Neither of those sources mentions anything about the origin or author of the proof. When I scouted around for more information, I found more than a dozen sources that attribute the proof to “Taeisinger 1915,” but with no reference to an original publication. For example, a recent paper by Carlo Sanna (*Journal of Number Theory*, Vol. 166, September 2016, pp. 41–46) mentions Taeisinger and cites Eric Weisstein’s *Concise Encyclopedia of Mathematics*; consulting the online version of that work, Taeisinger is indeed credited with the theorem, but the only reference is to another secondary source, Paul Hoffman’s biography of Erdős, *The Man Who Loved Only Numbers*; there, on page 157, Hoffman writes, “In 1915, a man named Taeisinger proved. . .” and gives no reference or further identification. So who was this mysterious and oddly named Taeisinger? I have never heard of him, and neither has MathSciNet or the Zentralblatt or the MacTutor math biography pages. In Number Theory: A Historical Approach John J. Watkins gives a slender further clue: The first initial “L.”

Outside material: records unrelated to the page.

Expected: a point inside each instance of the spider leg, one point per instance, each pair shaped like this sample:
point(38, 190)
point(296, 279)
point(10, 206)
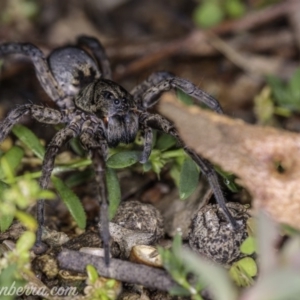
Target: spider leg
point(99, 53)
point(40, 113)
point(42, 70)
point(96, 149)
point(160, 123)
point(148, 139)
point(147, 93)
point(60, 138)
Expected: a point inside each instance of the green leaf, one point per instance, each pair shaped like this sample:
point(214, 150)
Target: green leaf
point(248, 246)
point(248, 265)
point(26, 241)
point(123, 159)
point(71, 201)
point(5, 222)
point(27, 220)
point(208, 13)
point(242, 271)
point(294, 86)
point(214, 276)
point(10, 161)
point(9, 279)
point(29, 139)
point(113, 190)
point(234, 8)
point(189, 178)
point(92, 273)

After some further rummaging through bookshelves and online material, I finally stumbled on a reference to a 1915 publication I could actually track down. In the *Comptes Rendus Mathematique* (Vol. 349, February 2011, pp. 115–117) Rachid Aït Amranea and Hacène Belbachir include this item in their list of references:

L. Taeisinger, Bemerkung über die harmonische Reihe,

Monatsch. Math. Phys.26 (1915) 132–134.

When I got ahold of that paper, here’s what I found:

Not Taeisinger but Theisinger!

I still don’t know much of anything about Theisinger. His first name was Leopold; he came from Stockerau, a small town in Austria that doesn’t seem to have a university; he wrote on geometry as well as number theory.

What I *do* know is that a lot of authors have been copying each other’s references, going back more than 20 years, without ever bothering to look at the original publication.